Dalam menanggulangi dosa, Paulus akhirnya menjamah sesuatu yang lebih dalam, bukan hanya menjamah dosa itu sendiri, lebih-lebih menjamah hukum dosa (Rm. 7:25; 8:2). Banyak orang Kristen tidak menyadari ada hal demikian seperti hukum dosa. Tahukah Anda apakah hukum dosa itu? Hukum dosa adalah kuasa, tenaga, dan kekuatan yang spontan ada yang bertentangan dengan Allah. Ada sesuatu di dalam kita yang hidup dan aktif; mengendap di dalam diri kita, mengamati kita. Kapan saja kita berpikir sedikit untuk Allah, sesuatu di dalam kita itu bangun untuk mengalahkan kita. Ini adalah hukum dosa. Dalam pengalamannya, Paulus menemukan bukan hanya dosa yang tinggal di dalam dagingnya, tetapi juga ada kuasa, tenaga, dan kekuatan alamiah bangkit menentang begitu dia ingin mempersembahkan diri bagi Allah. Hal itu membuatnya menjadi manusia celaka (Rm. 7:24). Ini adalah hukum dosa sebagai makna dosa yang lebih dalam.
Kita sering dikalahkan oleh hal yang mengendap di dalam kita. Sebagai contoh, kita mungkin ingin mengasihi Tuhan, tetapi dengan spontan hukum dosa beroperasi di dalam kita, dan sejenak kemudian, pikiran mengasihi Tuhan menghilang.
Melalui pengalamannya atas perintah yang berhubungan dengan tamak, atau mengingini, Paulus menemukan hukum dosa (Rm. 7:7-8). Sepuluh Perintah menanggulangi perkara luaran kecuali perintah “jangan mengingini”. Perintah ini menjamah ketamakan di dalam kita. Paulus tidak mau tamak, tetapi dia tidak dapat tidak mengingini. Ketika dia mencoba menaati hukum ini, sesuatu di dalam dia bangun dan membangkitkan “segala macam keinginan”. Paulus adalah orang yang menderita oleh hukum dosa.
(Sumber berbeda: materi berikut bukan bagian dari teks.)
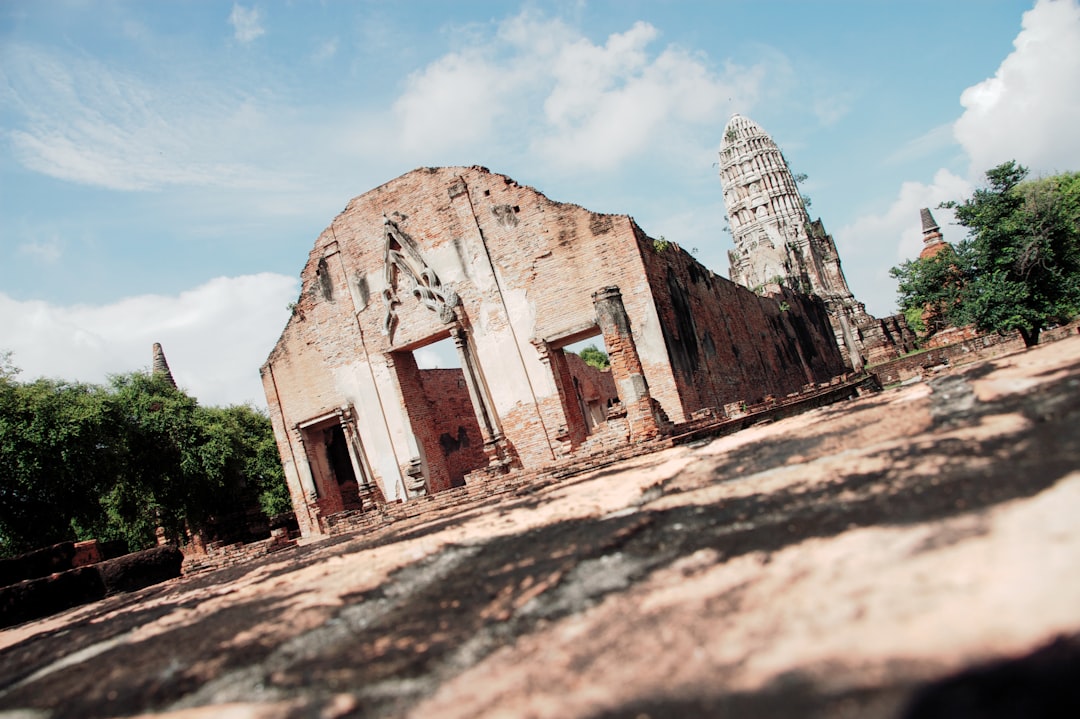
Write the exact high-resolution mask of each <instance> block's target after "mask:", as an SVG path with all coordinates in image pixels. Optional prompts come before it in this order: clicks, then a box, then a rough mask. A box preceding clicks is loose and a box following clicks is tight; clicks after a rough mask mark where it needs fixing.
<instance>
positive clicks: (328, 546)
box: [0, 337, 1080, 719]
mask: <svg viewBox="0 0 1080 719" xmlns="http://www.w3.org/2000/svg"><path fill="white" fill-rule="evenodd" d="M1078 424H1080V337H1072V338H1069V339H1064V340H1062V341H1059V342H1055V343H1053V344H1049V345H1045V347H1040V348H1036V349H1034V350H1030V351H1026V352H1018V353H1014V354H1011V355H1008V356H1003V357H999V358H997V360H995V361H991V362H986V363H981V364H973V365H969V366H964V367H960V368H953V369H947V368H946V369H944V370H942V371H941V374H939V375H937V376H935V377H934V378H933V379H932V380H930V381H929V382H920V383H916V384H909V385H905V386H901V388H897V389H893V390H889V391H886V392H882V393H877V394H874V395H869V396H864V397H860V398H856V399H852V401H849V402H845V403H840V404H836V405H832V406H828V407H823V408H819V409H814V410H812V411H810V412H807V413H804V415H800V416H797V417H792V418H787V419H780V420H778V421H774V422H771V423H769V424H761V425H757V426H752V428H750V429H746V430H743V431H741V432H738V433H735V434H731V435H728V436H725V437H721V438H718V439H713V440H708V439H702V440H700V442H697V443H692V444H689V445H684V446H677V447H672V448H669V449H664V450H662V451H658V452H654V453H651V455H648V456H642V457H636V458H632V459H629V460H626V461H623V462H620V463H616V464H611V465H609V466H606V467H603V469H600V470H596V471H593V472H589V473H584V474H578V475H572V476H566V477H562V478H555V479H553V480H552V481H549V483H543V484H539V485H531V486H522V487H518V488H515V489H514V491H508V492H504V493H501V494H497V496H492V497H491V498H490V499H489V500H488V501H487V502H485V503H482V504H478V505H471V506H470V507H469V508H468V511H464V512H455V511H454V507H453V506H450V507H447V508H446V511H445V512H440V513H433V514H430V515H426V516H424V517H422V518H419V517H418V520H417V521H411V523H395V524H394V525H393V526H391V527H389V528H387V529H386V530H383V531H380V532H378V533H377V534H342V535H339V537H335V538H333V539H330V540H327V541H325V542H321V543H314V544H308V545H301V546H295V547H289V548H285V550H282V551H281V552H278V553H274V554H272V555H269V556H267V557H265V558H262V559H259V560H256V561H251V562H246V564H243V565H239V566H237V567H232V568H229V569H225V570H220V571H207V572H203V573H200V574H197V575H194V576H189V578H185V579H180V580H173V581H170V582H166V583H164V584H161V585H159V586H156V587H151V588H147V589H143V591H139V592H136V593H133V594H130V595H124V596H117V597H111V598H108V599H105V600H103V601H99V602H96V603H93V605H87V606H85V607H81V608H78V609H73V610H69V611H67V612H64V613H60V614H57V615H55V616H52V618H49V619H45V620H40V621H37V622H32V623H27V624H23V625H19V626H15V627H12V628H9V629H6V630H4V632H0V709H2V710H8V711H11V713H12V714H9V715H8V716H21V717H22V716H29V717H50V718H53V719H58V718H62V717H111V716H132V715H138V714H140V713H148V714H161V715H167V716H173V717H212V716H213V717H221V716H227V717H252V718H255V717H259V718H264V717H265V718H278V717H280V718H285V717H349V716H356V717H384V716H416V717H421V716H437V717H496V716H508V717H509V716H513V717H524V716H532V717H637V716H649V717H676V716H732V717H735V716H738V717H750V716H752V717H789V716H801V717H837V718H839V717H872V718H873V717H893V716H902V715H904V713H906V711H908V710H910V708H912V704H910V703H912V702H913V701H921V702H930V703H931V705H932V704H933V702H937V706H939V708H940V707H941V706H943V705H944V706H949V705H948V702H949V696H950V694H949V692H950V691H953V692H954V694H955V691H954V690H955V689H956V688H957V687H960V690H957V691H961V693H963V695H964V696H966V697H967V698H968V700H971V701H977V700H978V697H981V696H985V695H987V694H986V688H987V687H990V688H993V689H994V691H995V696H996V697H997V698H995V704H994V705H993V706H991V708H994V707H997V708H999V709H1000V708H1002V707H1003V708H1005V709H1008V708H1010V707H1014V706H1017V702H1018V703H1020V704H1018V706H1022V707H1025V708H1026V709H1027V710H1026V711H1025V713H1024V716H1044V715H1041V714H1040V713H1039V711H1040V708H1039V702H1044V705H1043V707H1042V708H1045V707H1047V706H1048V705H1045V702H1047V701H1053V702H1055V703H1056V704H1057V705H1062V703H1064V702H1070V701H1071V702H1078V701H1080V697H1078V696H1077V690H1076V689H1075V688H1076V687H1077V686H1078V682H1077V681H1075V679H1076V676H1077V671H1078V670H1080V660H1078V656H1080V649H1078V647H1080V643H1078V642H1077V640H1076V637H1077V636H1078V633H1080V579H1078V576H1080V574H1078V572H1077V571H1076V568H1077V567H1078V566H1080V524H1078V523H1077V521H1076V515H1077V511H1078V508H1080V433H1078V432H1077V426H1078ZM1055 640H1056V643H1052V642H1054V641H1055ZM1010 659H1018V660H1020V663H1016V664H1003V665H993V666H988V668H984V669H981V670H980V671H981V673H976V674H972V675H968V676H967V677H966V678H963V679H962V680H961V683H959V684H958V683H955V682H954V683H951V684H934V683H933V682H936V681H939V680H941V679H943V678H946V677H949V676H950V675H953V674H954V673H957V671H960V670H963V669H966V668H969V667H972V666H976V667H984V666H987V665H986V663H989V662H995V661H1001V660H1010ZM1002 677H1004V679H1003V678H1002ZM962 682H967V683H962ZM927 687H931V688H935V689H933V690H932V691H931V692H930V693H926V692H927V691H928V690H927V689H926V688H927ZM920 692H923V693H920ZM980 692H982V693H980ZM972 697H974V698H972ZM954 698H955V696H954ZM1010 702H1012V703H1011V704H1010ZM943 703H944V704H943ZM969 703H970V702H969ZM926 707H927V704H922V705H920V707H919V708H920V710H924V709H926ZM932 708H933V707H932V706H931V709H932ZM15 710H18V713H17V714H15ZM928 711H929V710H928ZM948 714H949V713H948V711H945V713H940V714H937V715H932V716H948ZM951 714H954V716H955V713H951ZM0 716H2V715H0ZM923 716H930V715H923ZM968 716H1005V715H1001V714H999V715H995V714H993V713H991V714H983V715H974V714H972V715H968Z"/></svg>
Kita tidak boleh menerima Kristus sebagai kurban penghapus dosa kita secara dangkal. Sebaliknya, kita harus menerima Dia sebagai kurban penghapus dosa kita sampai tingkat terdalam. Ini akan menyusun ulang seluruh diri kita.
Sekarang, karena kita telah melihat bahwa dosa meliputi perebutan kekuasaan dan bahwa hukum dosa adalah kuasa, tenaga, dan kekuatan yang spontan untuk menentang Allah, mari kita perhatikan beberapa aspek lainnya dari kurban penghapus dosa dalam Imamat 4.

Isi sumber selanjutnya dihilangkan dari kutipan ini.